Armoured Assault Call-in, one at a time. Red Army armour commanders preferred to use more comfortable lend-leased or captured tanks as their command vehicles – and the Sherman provides a real commanding view, and has the offensive capability of a T-34-76. Has a passive buff aura and the Maintain Command Range ability.
Company Commander Call-in. A rocket launcher rack on the chassis of a six-wheel Studebaker truck. Very devastating, but very fragile.
Platforms for airstrikes, and description of airstrikes. And before you demand reconnaissance, beware that the Soviet Air Force takes requests in written form and don’t allow direct pilot-to-ground contact.
A heavily armoured dedicated ground-attack fighter. Any run consists of saturating an area with 7.62 mm bullet, 23 mm autocannon shells, and 8 anti-tank rockets. Trying to put AA into the area won’t stop the “Betonflugzeug“.
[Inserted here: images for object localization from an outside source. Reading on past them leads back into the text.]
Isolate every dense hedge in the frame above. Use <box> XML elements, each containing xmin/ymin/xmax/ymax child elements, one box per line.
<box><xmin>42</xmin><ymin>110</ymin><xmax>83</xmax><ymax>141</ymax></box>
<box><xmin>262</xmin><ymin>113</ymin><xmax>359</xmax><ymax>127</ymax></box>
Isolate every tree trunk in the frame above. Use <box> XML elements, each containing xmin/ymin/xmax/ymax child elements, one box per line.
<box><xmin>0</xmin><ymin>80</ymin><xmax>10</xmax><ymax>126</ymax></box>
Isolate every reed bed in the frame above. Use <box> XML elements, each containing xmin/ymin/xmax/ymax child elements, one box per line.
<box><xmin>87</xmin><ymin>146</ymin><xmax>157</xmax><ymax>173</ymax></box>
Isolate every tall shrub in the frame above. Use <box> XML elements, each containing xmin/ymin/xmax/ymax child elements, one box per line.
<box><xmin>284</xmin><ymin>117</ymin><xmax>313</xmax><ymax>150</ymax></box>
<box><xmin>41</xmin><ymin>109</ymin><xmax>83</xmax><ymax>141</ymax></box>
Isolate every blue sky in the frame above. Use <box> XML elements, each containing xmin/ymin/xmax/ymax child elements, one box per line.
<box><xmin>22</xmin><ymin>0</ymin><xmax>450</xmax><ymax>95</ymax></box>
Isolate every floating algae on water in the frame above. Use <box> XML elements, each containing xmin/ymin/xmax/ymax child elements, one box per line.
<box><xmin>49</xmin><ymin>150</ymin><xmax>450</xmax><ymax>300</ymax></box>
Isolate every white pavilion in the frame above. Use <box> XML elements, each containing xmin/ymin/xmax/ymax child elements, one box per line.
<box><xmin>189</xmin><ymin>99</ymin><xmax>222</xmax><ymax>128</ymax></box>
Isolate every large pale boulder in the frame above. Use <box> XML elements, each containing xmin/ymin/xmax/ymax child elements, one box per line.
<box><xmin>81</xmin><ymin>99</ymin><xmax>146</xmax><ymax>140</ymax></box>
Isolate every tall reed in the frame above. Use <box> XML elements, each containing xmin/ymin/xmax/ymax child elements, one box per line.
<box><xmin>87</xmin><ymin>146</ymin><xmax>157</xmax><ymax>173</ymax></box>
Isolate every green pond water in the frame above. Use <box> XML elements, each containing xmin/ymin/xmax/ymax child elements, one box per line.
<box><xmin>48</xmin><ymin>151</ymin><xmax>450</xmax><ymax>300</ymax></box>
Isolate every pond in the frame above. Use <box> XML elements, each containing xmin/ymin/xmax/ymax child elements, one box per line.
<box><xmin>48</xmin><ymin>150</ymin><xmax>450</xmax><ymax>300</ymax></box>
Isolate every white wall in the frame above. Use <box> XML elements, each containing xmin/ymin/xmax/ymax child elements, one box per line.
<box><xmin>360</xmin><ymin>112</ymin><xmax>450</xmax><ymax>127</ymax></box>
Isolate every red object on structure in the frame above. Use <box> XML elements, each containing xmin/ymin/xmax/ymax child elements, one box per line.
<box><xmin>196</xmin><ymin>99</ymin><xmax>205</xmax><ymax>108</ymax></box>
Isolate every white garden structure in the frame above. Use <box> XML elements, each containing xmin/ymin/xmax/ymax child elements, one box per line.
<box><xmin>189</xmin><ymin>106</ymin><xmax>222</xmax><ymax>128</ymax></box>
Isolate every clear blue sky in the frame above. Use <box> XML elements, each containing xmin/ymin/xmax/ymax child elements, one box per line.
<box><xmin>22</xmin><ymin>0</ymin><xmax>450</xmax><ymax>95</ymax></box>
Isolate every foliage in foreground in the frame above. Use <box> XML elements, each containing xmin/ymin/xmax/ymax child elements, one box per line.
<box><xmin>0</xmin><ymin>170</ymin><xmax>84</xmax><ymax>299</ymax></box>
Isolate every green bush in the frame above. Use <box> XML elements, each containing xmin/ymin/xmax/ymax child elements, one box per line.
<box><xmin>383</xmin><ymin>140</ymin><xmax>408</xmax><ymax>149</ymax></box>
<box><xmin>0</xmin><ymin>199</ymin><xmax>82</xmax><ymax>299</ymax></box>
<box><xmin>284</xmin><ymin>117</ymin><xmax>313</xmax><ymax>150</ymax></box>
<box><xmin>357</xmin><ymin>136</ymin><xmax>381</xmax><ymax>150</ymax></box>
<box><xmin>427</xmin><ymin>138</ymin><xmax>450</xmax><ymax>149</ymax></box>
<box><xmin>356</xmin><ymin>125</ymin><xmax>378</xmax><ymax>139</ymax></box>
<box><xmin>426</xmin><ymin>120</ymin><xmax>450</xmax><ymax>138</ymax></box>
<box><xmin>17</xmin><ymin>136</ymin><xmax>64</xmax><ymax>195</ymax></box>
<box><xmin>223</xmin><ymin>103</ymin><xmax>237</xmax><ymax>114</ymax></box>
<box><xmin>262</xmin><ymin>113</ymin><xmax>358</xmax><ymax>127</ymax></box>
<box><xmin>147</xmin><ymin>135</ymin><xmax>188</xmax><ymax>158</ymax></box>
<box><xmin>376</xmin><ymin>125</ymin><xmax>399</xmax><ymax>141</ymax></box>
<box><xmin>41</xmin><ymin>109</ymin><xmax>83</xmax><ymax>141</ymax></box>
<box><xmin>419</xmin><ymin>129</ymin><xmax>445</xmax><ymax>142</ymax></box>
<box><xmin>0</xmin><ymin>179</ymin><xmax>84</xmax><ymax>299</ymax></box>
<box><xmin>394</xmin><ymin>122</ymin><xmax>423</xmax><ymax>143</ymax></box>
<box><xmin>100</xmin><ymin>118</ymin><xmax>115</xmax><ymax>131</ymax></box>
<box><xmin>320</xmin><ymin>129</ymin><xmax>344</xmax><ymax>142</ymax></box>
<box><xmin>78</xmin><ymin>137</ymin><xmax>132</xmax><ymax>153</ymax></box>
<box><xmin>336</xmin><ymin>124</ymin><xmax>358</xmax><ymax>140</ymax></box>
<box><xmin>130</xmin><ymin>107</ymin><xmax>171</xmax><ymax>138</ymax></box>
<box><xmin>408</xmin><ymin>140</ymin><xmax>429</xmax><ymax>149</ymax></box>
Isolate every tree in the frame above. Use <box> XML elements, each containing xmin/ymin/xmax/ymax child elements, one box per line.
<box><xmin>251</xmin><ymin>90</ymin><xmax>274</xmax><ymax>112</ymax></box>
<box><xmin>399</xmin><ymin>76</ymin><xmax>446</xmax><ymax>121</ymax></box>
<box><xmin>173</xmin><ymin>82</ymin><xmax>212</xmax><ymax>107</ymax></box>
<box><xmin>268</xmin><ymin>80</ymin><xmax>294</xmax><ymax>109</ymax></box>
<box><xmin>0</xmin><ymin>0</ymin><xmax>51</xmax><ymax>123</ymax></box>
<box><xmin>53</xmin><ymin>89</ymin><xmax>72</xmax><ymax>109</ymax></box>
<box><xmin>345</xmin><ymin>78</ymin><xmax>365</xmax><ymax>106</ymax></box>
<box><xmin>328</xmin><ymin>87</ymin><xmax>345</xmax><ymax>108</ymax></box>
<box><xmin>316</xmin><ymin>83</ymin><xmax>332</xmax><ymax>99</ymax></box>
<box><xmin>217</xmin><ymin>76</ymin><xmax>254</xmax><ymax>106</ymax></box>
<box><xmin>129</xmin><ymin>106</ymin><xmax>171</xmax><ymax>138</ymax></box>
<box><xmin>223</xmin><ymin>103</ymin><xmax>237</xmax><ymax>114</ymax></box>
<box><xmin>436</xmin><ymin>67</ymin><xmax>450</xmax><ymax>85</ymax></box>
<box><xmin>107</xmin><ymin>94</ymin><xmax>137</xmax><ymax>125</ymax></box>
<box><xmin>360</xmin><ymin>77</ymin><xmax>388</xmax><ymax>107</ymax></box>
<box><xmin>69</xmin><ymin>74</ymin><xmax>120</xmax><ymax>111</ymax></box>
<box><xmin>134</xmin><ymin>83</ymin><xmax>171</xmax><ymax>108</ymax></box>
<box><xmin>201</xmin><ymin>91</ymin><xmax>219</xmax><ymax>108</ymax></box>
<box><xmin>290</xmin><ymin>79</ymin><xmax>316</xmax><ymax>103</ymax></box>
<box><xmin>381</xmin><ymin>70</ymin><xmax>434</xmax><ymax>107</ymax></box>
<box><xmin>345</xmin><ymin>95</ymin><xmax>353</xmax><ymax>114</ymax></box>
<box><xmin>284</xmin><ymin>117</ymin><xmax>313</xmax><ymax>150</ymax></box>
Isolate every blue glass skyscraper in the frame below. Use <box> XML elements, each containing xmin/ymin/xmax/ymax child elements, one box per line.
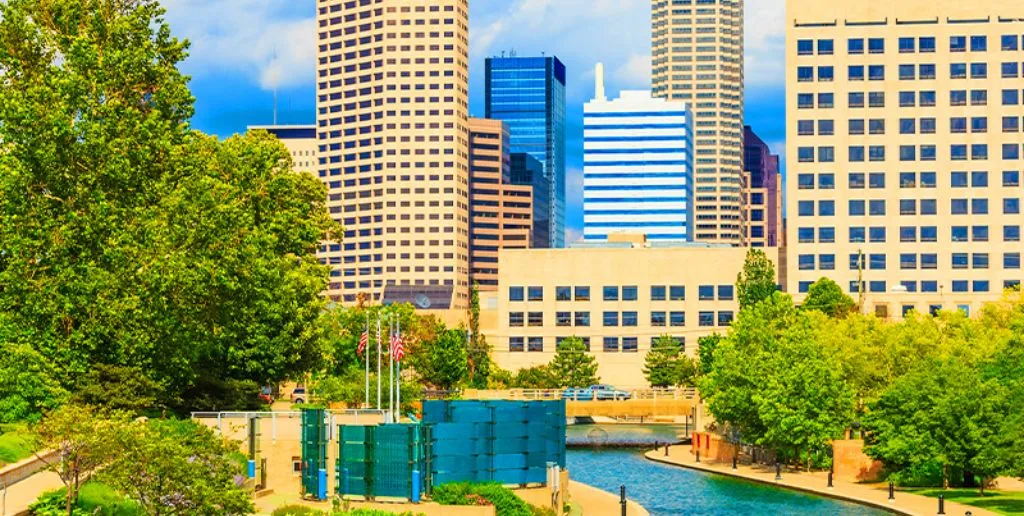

A more costly but potent Soviet equivalent to the Ju-87 Stuka. The two are similar in their mode of attack – they’re dive bombers so they can deliver a single precise strike and don’t fear AA on the way in, but once they begin the attack run the target is easily identified – but Pe-2 is a fast, twin-engine craft. A Stuka can drop one 250 kg bomb and annihilate the annoying machine gun nest; a “peshka” can drop four FAB-250s or even two 250’s and two 500’s, and so cause terrible, terrible damage to a base production structure.